Fin de partie. Le stade des Charmilles vit ses dernières heures. Sa démolition a commencé, ou plutôt de ce qu’il en reste. Mardi à midi, un engin à chenilles s’est juché sur la tribune nord dans un équilibre précaire. Au bout de son bras articulé, une énorme pince sectionne les pièces métalliques de la charpente. Le toit de la tribune s’affale, les pièces déchiquetées s’entassent dans d’horribles grincements. Avec elles, les dernières couleurs grenat du stade disparaissent.
«Ça fait un moment que ça traîne, non?» demande un vieil imprimeur qui passe devant les guichets dévastés. Il a joué chez les juniors du Servette, il en a été supporter et, aujourd’hui, il ne semble guère regretter l’éradication des ruines. «Si c’est pour faire du logement, tant mieux.»
Neuf ans après le dernier match, la mue du quartier peut enfin commencer.

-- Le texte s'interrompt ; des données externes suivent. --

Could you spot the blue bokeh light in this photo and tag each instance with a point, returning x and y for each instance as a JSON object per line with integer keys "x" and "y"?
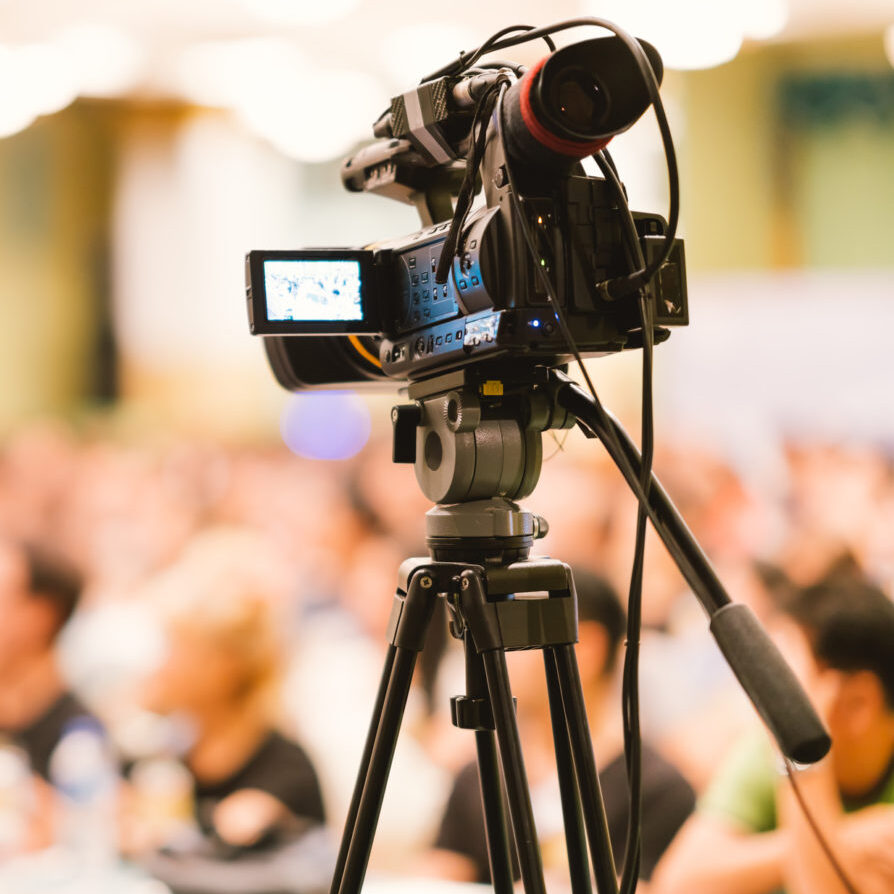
{"x": 325, "y": 425}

Une grosse opération qui durera près de trois ans et transformera entièrement cet ancien secteur qui mêlait sport et industries et qui appartient encore en bonne partie au banquier Bénédict Hentsch.
De Pic-Pic aux lofts
Le premier chantier a démarré dans l’ancienne usine Pic-Pic, qui fut la seule entreprise suisse à fabriquer de A à Z des voitures, il y a un siècle. Les ateliers se trouvent le long de la voie ferrée. Ils seront transformés en une vingtaine de lofts, auxquels s’ajouteront une douzaine d’appartements créés dans la surélévation. «La moitié de ces appartements ont déjà été vendus», annonce Benoît Genecand, chef du projet. Dans la suite des ateliers, une barre offrira encore septante appartements, qui seront là encore vendus en propriété par étages (PPE).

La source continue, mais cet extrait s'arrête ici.